FOTO DE FEITOSA DOS SANTOS

ENGENHOS DE ONTEM, CIDADES DE HOJE.
 
Por entre os canaviais, sobre o palheiro da cana,
Caminhavam a revelia, pés descalços sob a lama.
Sambudo é um menino, barrigudo e andrajoso,
Cabisbaixo, além vai, a sonhar com uma cama.
 
A caminhar ele chega às margens da bagaceira,
O vapor vindo no vento, traz o perfume do mel.
O tilintar da moenda o leva, ao sabor da garapa,
Iguaria muito doce, para um estomago em fel.
 
De olhos magros e compridos, extasiado ele fica.
Olha a cana ser tragada, por uma boca de ferro,
O caldo escorre na bica, baba escorre-lhe da boca,
Roncam as tripas na barriga, fome ecoa no berro.
 
Aproxima-se mais um pouco, vê a caneca ao lado,
Engole a pouca saliva, que ainda umedece a boca.
Com a voz fria, cansada: seu Zé me ver um pouco,
O caldo transborda a lata, toma lá, diz a voz rouca.
 
Aquartela-se o menino, afastando-se da moenda,
Sob um rodapé de barro, de cócoras se delicia.
Contempla o vapor subir da bagaceira escaldante,
Cambaleia o frágil corpo, já a muito não comia.
 
Acostado ao lado da fornalha, o moleque adormece,
Sobre o estomago a marca, por onde o caldo rolou.
No vai e vem do seu ventre, as costelas se contavam,
Com bagaço lhe cobriram depois que o fogo apagou.
 
Já noite e tarde no engenho, todos foram para casa,
Sobre o tabuleiro da sorte, o raquítico menino ficou.

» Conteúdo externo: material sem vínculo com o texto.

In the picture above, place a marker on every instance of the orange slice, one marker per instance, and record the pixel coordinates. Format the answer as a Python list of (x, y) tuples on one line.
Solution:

Não se sabe de onde ele veio, nem para onde ele ia,
Quem o viu não conhecia tão pouco lhe perguntou.
 
Na madrugada da noite, quando o fornaeiro de volta,
Com gancho puxa o bagaço, a boca do forno encheu,
Pôs o fogo na fornalha, a sua volta à labareda alumia.
No bagaço lá estava o menino, na noite gélida morreu.
 
Hoje não mais existe o engenho, em fogo morto se fez.
Mas as crianças vagueiam, nas cidades sem destino,
Quantos moleques em bagaços a caminhar pelas ruas,
Na bagaceira do mundo, dos homens maus e cretinos.